Jones, 34, was arrested Sept. 24 on charges of misdemeanor domestic violence and felony injuring and/or tampering with a vehicle after an alleged physical altercation with his fiancee, Jessie Moses, at Caesars Palace in Las Vegas. The incident, which left Moses bloodied, occurred with their three daughters present, according to the police report.
Jones, who isn’t due in Las Vegas court until Oct. 26, hasn’t been disciplined by the UFC. His longtime coach, Mike Winkeljohn, took action, however, by banning the former light heavyweight champ from stepping foot inside Jackson Wink MMA – at least until he shows that he’s gotten his act together.
It’s a decision that was praised by Cormier and makes him wonder just how bad the situation has gotten with Jones.
“The one thing, at this point, is that Jones will never get is the benefit of the doubt, because we’ve done that before,” Cormier said in a video posted Thursday on his YouTube channel. “Coach Winkeljohn’s decision shows what type of man he is, willing to step away from the money in order to stand on the grounds of what he believes. The next thing for me, though, is how serious must it be for a guy that’s walked out in front of thousands and thousands of people with you after the indiscretions, to finally have enough and walk away. …

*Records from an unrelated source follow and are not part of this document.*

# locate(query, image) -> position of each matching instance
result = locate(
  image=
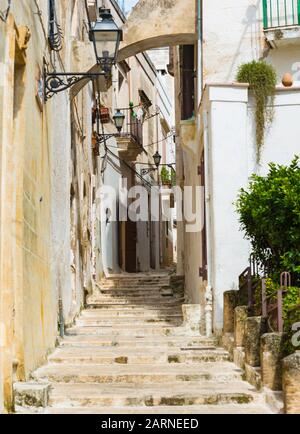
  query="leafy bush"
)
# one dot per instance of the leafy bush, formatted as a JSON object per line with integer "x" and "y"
{"x": 269, "y": 212}
{"x": 262, "y": 79}
{"x": 291, "y": 312}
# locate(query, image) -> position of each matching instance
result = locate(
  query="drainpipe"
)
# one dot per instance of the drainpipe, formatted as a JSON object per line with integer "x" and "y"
{"x": 200, "y": 48}
{"x": 209, "y": 287}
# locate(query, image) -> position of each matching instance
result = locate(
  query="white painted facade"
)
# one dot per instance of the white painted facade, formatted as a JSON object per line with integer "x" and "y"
{"x": 232, "y": 160}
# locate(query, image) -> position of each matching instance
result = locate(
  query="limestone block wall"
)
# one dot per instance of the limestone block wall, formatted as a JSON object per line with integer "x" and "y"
{"x": 36, "y": 178}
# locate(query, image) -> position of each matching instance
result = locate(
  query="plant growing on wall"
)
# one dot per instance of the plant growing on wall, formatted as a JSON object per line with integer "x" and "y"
{"x": 262, "y": 79}
{"x": 165, "y": 176}
{"x": 269, "y": 213}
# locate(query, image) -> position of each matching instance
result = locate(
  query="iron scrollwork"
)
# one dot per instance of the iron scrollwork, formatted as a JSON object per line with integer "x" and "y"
{"x": 56, "y": 82}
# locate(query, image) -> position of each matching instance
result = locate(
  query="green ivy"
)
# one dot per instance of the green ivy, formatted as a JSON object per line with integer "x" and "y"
{"x": 262, "y": 79}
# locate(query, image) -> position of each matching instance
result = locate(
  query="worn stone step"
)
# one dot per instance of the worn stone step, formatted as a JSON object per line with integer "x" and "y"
{"x": 148, "y": 343}
{"x": 176, "y": 394}
{"x": 150, "y": 304}
{"x": 133, "y": 311}
{"x": 127, "y": 322}
{"x": 138, "y": 374}
{"x": 144, "y": 299}
{"x": 130, "y": 292}
{"x": 188, "y": 410}
{"x": 110, "y": 356}
{"x": 131, "y": 331}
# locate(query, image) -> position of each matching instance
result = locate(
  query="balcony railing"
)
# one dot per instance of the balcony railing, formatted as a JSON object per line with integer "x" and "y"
{"x": 281, "y": 13}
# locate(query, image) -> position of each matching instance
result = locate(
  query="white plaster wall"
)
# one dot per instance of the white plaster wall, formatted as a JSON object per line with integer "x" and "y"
{"x": 232, "y": 161}
{"x": 233, "y": 35}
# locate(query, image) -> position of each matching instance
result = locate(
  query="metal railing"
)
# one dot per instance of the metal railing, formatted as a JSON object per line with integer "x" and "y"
{"x": 281, "y": 13}
{"x": 249, "y": 283}
{"x": 272, "y": 307}
{"x": 133, "y": 127}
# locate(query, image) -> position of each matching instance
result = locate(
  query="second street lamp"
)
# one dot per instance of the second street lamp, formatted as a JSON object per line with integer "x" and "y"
{"x": 119, "y": 119}
{"x": 106, "y": 37}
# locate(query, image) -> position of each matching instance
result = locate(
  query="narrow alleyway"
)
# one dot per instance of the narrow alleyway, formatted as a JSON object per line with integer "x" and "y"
{"x": 131, "y": 353}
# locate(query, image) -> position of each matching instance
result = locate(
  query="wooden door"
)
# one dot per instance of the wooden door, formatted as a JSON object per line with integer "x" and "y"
{"x": 131, "y": 251}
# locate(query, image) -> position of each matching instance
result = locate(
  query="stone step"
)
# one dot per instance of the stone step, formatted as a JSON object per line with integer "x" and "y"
{"x": 134, "y": 283}
{"x": 188, "y": 410}
{"x": 178, "y": 394}
{"x": 132, "y": 292}
{"x": 127, "y": 321}
{"x": 133, "y": 311}
{"x": 134, "y": 299}
{"x": 131, "y": 331}
{"x": 155, "y": 303}
{"x": 138, "y": 374}
{"x": 147, "y": 343}
{"x": 108, "y": 356}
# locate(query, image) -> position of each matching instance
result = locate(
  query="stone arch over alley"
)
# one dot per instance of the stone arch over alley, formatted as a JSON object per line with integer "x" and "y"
{"x": 158, "y": 23}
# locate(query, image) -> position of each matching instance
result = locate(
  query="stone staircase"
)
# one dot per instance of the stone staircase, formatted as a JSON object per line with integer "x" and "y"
{"x": 131, "y": 352}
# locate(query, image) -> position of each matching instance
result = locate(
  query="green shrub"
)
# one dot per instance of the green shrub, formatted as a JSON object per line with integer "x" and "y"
{"x": 262, "y": 79}
{"x": 269, "y": 213}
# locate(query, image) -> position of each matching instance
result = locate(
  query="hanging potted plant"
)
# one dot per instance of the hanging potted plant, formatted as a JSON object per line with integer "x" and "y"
{"x": 262, "y": 79}
{"x": 165, "y": 177}
{"x": 104, "y": 115}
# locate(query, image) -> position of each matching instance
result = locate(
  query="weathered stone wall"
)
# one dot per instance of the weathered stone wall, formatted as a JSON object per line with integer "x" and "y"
{"x": 35, "y": 228}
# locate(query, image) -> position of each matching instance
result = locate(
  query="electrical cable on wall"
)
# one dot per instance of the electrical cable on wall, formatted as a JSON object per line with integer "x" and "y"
{"x": 4, "y": 14}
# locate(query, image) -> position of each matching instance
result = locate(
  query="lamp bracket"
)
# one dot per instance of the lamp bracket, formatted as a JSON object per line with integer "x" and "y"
{"x": 147, "y": 171}
{"x": 102, "y": 138}
{"x": 56, "y": 82}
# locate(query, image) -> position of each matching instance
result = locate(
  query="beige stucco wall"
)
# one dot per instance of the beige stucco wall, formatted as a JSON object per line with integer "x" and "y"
{"x": 35, "y": 231}
{"x": 27, "y": 301}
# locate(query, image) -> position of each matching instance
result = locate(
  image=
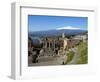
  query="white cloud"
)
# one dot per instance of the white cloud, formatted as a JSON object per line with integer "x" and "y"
{"x": 68, "y": 27}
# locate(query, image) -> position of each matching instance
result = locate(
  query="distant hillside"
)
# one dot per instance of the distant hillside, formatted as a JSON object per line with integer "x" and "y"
{"x": 55, "y": 32}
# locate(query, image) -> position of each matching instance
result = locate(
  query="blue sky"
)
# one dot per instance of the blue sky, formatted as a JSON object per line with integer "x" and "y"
{"x": 40, "y": 22}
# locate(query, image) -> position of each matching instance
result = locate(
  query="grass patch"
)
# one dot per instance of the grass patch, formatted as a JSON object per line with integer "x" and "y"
{"x": 70, "y": 56}
{"x": 83, "y": 52}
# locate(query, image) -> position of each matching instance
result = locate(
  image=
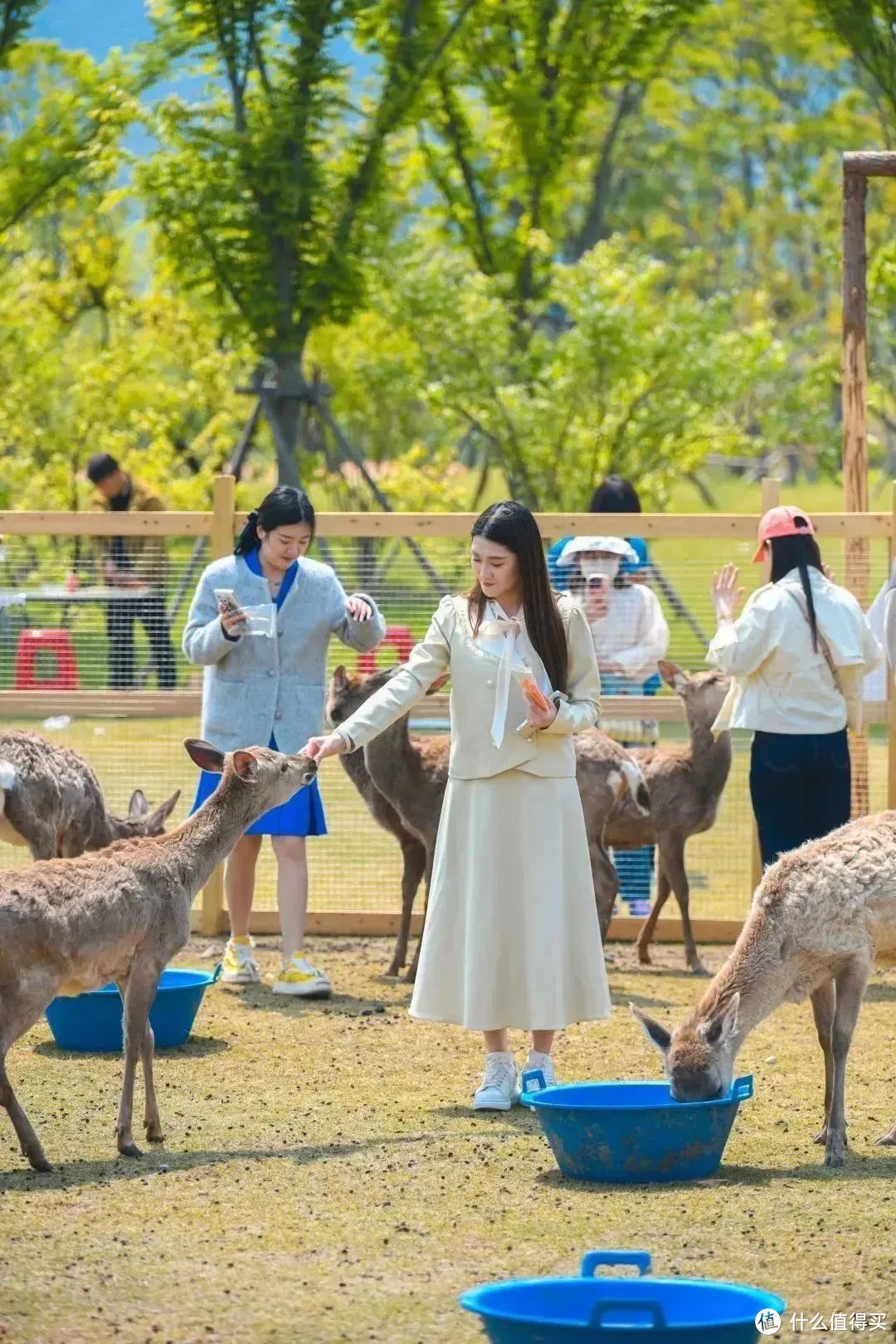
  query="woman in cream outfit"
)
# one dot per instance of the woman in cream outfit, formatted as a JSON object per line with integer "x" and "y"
{"x": 512, "y": 936}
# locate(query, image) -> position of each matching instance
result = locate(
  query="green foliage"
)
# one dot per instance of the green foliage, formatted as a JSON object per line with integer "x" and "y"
{"x": 266, "y": 192}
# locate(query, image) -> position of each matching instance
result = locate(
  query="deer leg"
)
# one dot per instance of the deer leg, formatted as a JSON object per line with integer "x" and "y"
{"x": 139, "y": 992}
{"x": 645, "y": 933}
{"x": 28, "y": 1142}
{"x": 850, "y": 986}
{"x": 672, "y": 849}
{"x": 411, "y": 972}
{"x": 822, "y": 1007}
{"x": 414, "y": 858}
{"x": 606, "y": 884}
{"x": 152, "y": 1124}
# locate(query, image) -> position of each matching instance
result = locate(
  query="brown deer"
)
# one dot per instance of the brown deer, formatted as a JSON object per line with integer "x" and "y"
{"x": 119, "y": 916}
{"x": 818, "y": 919}
{"x": 51, "y": 801}
{"x": 685, "y": 785}
{"x": 410, "y": 774}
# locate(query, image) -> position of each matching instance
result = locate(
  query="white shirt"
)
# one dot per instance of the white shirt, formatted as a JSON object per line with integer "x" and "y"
{"x": 779, "y": 683}
{"x": 633, "y": 633}
{"x": 507, "y": 637}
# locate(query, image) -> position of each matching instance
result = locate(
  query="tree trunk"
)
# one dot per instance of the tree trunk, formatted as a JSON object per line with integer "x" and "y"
{"x": 288, "y": 411}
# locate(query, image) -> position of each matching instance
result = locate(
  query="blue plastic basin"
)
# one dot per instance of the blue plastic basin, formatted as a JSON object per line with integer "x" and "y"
{"x": 635, "y": 1132}
{"x": 93, "y": 1020}
{"x": 620, "y": 1309}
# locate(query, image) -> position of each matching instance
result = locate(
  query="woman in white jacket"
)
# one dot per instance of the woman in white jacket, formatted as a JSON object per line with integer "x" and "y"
{"x": 512, "y": 936}
{"x": 796, "y": 656}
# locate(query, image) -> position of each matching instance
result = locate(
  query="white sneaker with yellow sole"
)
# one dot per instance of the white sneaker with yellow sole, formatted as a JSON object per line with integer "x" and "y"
{"x": 299, "y": 977}
{"x": 238, "y": 962}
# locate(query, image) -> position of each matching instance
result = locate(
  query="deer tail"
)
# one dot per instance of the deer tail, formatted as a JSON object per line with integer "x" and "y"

“The level you have to go to in order to make these people say, ‘I’ve got to take a step back,’ is really severe. You would think, that for a young man like this, that would be a wake-up call. Those are your allies, your greatest allies. Even your greatest allies start to turn their back.”
To be clear, while Jones isn’t allowed inside Jackson Wink, a gym publicist said that coaches Greg Jackson and Brandon Gibson will continue working with him offsite.
As Cormier looks at the bigger picture regarding Jones, it especially worries him how Jones’ transgressions are affecting his kids in light of this latest alleged incident of domestic abuse.
“It makes me sad that his daughter said (to) call the police. That’s the thing that saddens you,” Cormier said. “All those little things you’ve got to think that it doesn’t matter who you are, what type of person you are, those things have to really make you look within yourself and make a decision. Because no one’s perfect, but at a point you’ve got to make a decision for not only you – for your daughters, for your fiancee, for your family, for everything. I think right now is that time.”
“But the scariest part about this is in these moments, when people who have issues start to lose their closest allies, they can go one of two ways: One way, they can go to the top and get their sh*t together, or they can actually just plummet. So I think it’s very important for the people that are closest to Jones to help him decide and figure how he’s gonna go forward. This is that slippery slope.”
So far, Jones has yet to publicly apologize are take accountability for what transpired with his wife Sept. 24. On Wednesday, 19 days after the alleged incident, Jones denied hitting his fiancee while continuing to portray himself as a victim.
The series of tweets – some deleted – baffled Cormier.
“From me to this guy, we’ll never be friends. But human to human, you’ve got to get your sh*t right. And show some remorse,” Cormier said. “Before you hit that send button on those tweets, you’ve got to think about what you’re saying. It seems as though you tell yourself so many lies that you start to believe them. Don’t lie to yourself. Surround yourself with people that are gonna tell you the truth and then find some answers, otherwise it’s gonna be done. Because it’s actually close to being done.”